A Japanese satellite carrying laser relay technology was launched into space on Sunday (November 29) on a mission to transmit data at high speeds from military and civilian Earth observation spacecraft.
The H-2IA rocket’s laser – powered communications satellite launched from the Thanegashima space center in southern Japan at 2:25 a.m. EST (4:25 p.m. local time).
Rocket builder and launch provider Mitsubishi Heavy Industries (MHI) announces successful launch On Twitter, Adding the satellite detached from the upper stage of the rocket. From there, the satellite will go into geostationary orbit for a 10-year mission. “The rocket was confirmed to have flown as planned,” said MHI, which translated the machine. Statement from the Japanese language.
Unusually, the mission was not broadcast live from the Japan Aerospace Exploration Agency or Jaxa, probably due to the strategic nature of the laser technology. According to Space Flight Now. No information is given about its exact orbital track.
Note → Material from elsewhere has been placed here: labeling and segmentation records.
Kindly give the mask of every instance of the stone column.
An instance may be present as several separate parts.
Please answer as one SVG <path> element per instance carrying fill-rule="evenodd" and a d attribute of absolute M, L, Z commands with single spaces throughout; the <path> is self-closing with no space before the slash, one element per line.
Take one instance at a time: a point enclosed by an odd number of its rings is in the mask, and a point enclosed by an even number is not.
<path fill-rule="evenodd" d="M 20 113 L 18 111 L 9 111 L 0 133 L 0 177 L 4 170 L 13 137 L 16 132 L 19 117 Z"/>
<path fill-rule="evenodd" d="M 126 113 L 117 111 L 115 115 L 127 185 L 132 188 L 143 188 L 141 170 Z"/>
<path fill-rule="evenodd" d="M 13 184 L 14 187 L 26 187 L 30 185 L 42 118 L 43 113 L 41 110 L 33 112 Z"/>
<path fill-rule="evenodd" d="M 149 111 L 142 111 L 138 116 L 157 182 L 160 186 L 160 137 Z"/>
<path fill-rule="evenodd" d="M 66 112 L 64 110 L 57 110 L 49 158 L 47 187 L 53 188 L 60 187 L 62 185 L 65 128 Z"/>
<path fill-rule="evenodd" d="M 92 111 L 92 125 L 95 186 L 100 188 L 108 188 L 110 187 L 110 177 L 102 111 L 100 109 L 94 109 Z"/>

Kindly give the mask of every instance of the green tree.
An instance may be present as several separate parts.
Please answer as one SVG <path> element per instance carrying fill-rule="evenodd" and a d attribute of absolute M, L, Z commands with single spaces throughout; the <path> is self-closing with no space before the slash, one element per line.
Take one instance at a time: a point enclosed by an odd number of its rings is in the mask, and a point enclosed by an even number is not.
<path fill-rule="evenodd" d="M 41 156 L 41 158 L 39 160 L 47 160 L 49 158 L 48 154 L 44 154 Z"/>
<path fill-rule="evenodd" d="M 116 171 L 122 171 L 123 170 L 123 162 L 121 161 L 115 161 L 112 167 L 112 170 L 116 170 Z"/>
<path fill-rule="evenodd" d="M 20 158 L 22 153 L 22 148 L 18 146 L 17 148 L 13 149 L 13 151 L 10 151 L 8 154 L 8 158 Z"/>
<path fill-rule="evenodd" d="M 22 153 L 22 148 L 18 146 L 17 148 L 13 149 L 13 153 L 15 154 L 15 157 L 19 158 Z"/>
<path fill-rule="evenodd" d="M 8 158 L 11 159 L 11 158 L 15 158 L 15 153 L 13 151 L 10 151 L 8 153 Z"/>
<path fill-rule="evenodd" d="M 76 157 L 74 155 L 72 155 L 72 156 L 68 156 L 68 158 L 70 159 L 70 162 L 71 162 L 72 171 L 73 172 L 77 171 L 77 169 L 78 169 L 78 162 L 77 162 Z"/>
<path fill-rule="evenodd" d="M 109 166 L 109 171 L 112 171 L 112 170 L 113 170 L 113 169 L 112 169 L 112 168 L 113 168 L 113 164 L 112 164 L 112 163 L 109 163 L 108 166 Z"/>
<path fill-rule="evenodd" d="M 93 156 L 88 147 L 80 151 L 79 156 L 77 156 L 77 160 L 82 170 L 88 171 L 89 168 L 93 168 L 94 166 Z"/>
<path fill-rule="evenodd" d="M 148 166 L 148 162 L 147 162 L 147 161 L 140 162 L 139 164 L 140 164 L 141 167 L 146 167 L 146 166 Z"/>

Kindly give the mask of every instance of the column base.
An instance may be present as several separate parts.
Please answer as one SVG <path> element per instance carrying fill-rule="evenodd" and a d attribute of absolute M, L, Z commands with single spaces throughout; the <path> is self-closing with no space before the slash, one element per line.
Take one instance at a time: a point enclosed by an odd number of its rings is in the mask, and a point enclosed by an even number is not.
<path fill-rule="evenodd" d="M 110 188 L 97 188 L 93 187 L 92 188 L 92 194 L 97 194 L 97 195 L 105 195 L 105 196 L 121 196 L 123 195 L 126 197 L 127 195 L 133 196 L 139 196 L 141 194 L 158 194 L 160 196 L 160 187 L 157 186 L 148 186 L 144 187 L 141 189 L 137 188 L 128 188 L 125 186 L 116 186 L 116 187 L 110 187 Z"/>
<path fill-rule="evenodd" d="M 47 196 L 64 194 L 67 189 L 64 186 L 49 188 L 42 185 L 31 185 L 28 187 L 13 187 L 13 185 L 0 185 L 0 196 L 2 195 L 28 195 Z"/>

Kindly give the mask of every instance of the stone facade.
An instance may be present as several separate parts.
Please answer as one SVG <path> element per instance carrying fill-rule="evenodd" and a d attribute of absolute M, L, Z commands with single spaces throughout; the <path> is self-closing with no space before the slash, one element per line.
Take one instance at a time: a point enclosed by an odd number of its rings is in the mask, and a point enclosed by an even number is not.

According to the machine’s translated version, a laser utilizing communication system, or satellite satellite abbreviated as LUCAS, transmits data from low orbiting satellites using laser technology. Jaxa Mission page in Japanese.
Will fly to LUCAS Geostationary orbit, Allowing it to orbit at an altitude of about 22,000 miles (36,000 km) above the Earth’s equator. It will have a constant view of the Asia-Pacific region.
From a high altitude, LUCAS will connect with satellites in low Earth orbit. Lucas’ laser technology transmits information at a speed of 1.8 gigabytes per second, which is seven times faster than sending radio waves, Jaxa said.
There are more satellites than Earth observe Utilizing more advanced computing technology due to smaller satellites from private companiesJaxa said LUCAS will allow future data transmission capabilities on low-orbit spacecraft and future emergencies.
In order to quickly obtain information from these satellites it is imperative to make full use of their applications, which monitor the Earth for global warming and assist in disaster response in the aftermath of a hurricane-like event.